Denpasar, Owntalk.co.id – Bencana banjir bandang yang melanda sejumlah wilayah di Bali telah melumpuhkan aktivitas masyarakat, menyebabkan kerusakan bangunan, dan merenggut dua korban jiwa. Badan Meteorologi, Klimatologi, dan Geofisika (BMKG) menyebut bencana ini dipicu oleh curah hujan ekstrem yang memecahkan rekor tertinggi dalam sejarah.
Korban meninggal dunia teridentifikasi sebagai Nita Kumala (23), warga Desa Pengambengan, dan I Komang Oka Sudiastawa (38), warga Desa Dangin Tukadaya, keduanya dari Kabupaten Jembrana.

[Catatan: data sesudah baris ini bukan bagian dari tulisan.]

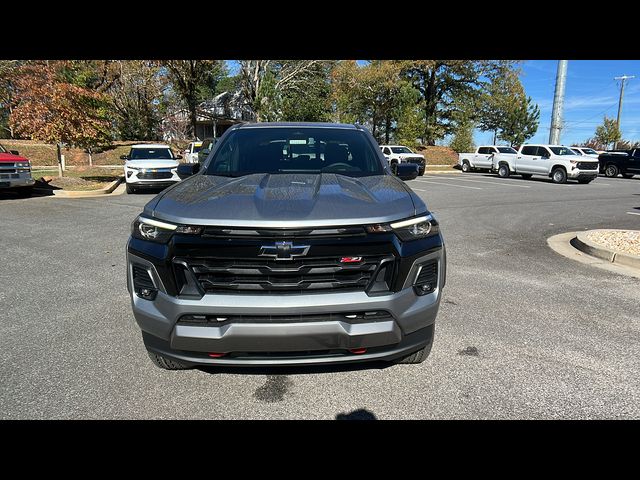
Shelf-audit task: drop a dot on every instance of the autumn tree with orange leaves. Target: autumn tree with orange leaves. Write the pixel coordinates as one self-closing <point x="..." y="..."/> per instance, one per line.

Pakar Iklim dari BMKG, Siswanto, menjelaskan bahwa pemicu utama banjir adalah intensitas hujan yang luar biasa. “Di Jembrana, banjir disebabkan oleh curah hujan ekstrem, mencapai 385,5 mm per hari. Ini merupakan curah hujan tertinggi dalam catatan sejarah,” ungkap Siswanto melalui pesan singkat, Rabu (10/9/2025).

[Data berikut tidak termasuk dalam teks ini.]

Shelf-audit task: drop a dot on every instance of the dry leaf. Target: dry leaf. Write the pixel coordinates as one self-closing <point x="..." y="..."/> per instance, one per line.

Menurut analisis BMKG, hujan lebat yang merata di Bali dan Nusa Tenggara disebabkan oleh fenomena atmosfer skala besar yang dikenal sebagai Gelombang Ekuatorial Rossby.

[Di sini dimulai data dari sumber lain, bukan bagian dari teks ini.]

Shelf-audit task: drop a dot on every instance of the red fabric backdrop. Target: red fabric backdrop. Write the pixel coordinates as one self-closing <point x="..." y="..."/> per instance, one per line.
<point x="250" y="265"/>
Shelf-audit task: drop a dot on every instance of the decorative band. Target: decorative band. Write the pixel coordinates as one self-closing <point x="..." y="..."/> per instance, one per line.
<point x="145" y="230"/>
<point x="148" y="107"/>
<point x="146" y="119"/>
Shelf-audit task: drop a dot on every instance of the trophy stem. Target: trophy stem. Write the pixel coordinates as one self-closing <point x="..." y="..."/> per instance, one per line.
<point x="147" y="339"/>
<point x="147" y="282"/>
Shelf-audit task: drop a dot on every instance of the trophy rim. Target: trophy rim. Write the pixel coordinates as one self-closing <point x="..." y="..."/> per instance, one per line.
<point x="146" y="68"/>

“Fenomena ini adalah gelombang besar di atmosfer yang sangat berpengaruh terhadap pola cuaca di wilayah tropis. Ketika aktif, gelombang ini mendorong akumulasi massa udara lembap dari Samudra Hindia dan Laut Jawa, memicu pertumbuhan awan konvektif intens yang menghasilkan hujan lebat dan cuaca ekstrem,” jelasnya.
Peran Pemanasan Global
Siswanto menambahkan, fenomena Gelombang Rossby tidak bekerja sendiri. Dampaknya diperparah oleh kondisi atmosfer dan laut di wilayah Indonesia yang lebih hangat dari biasanya, bahkan di musim kemarau. Kondisi ini merupakan konsekuensi dari pemanasan global.
Atmosfer yang lebih hangat memiliki kapasitas menampung uap air yang lebih banyak. Ketika Gelombang Rossby aktif sebagai pemicu, uap air melimpah inilah yang menjadi “bahan bakar” terbentuknya hujan ekstrem.
“Jadi, sekalipun Gelombang Rossby aktif, jika tidak ada kelimpahan uap air, hujan ekstrem tidak akan terjadi. Ini menandai peran nyata dampak perubahan iklim pada hujan ekstrem di Indonesia,” tegas Siswanto.
Ia merujuk pada Teorinya yang menguatkan hipotesa berdasar Teori Clausius-Clapeyron, di mana daya tangkap uap air di atmosfer Indonesia telah meningkat sebesar 14%, dua kali lipat dari perhitungan global, yang secara signifikan meningkatkan potensi terjadinya bencana hidrometeorologi.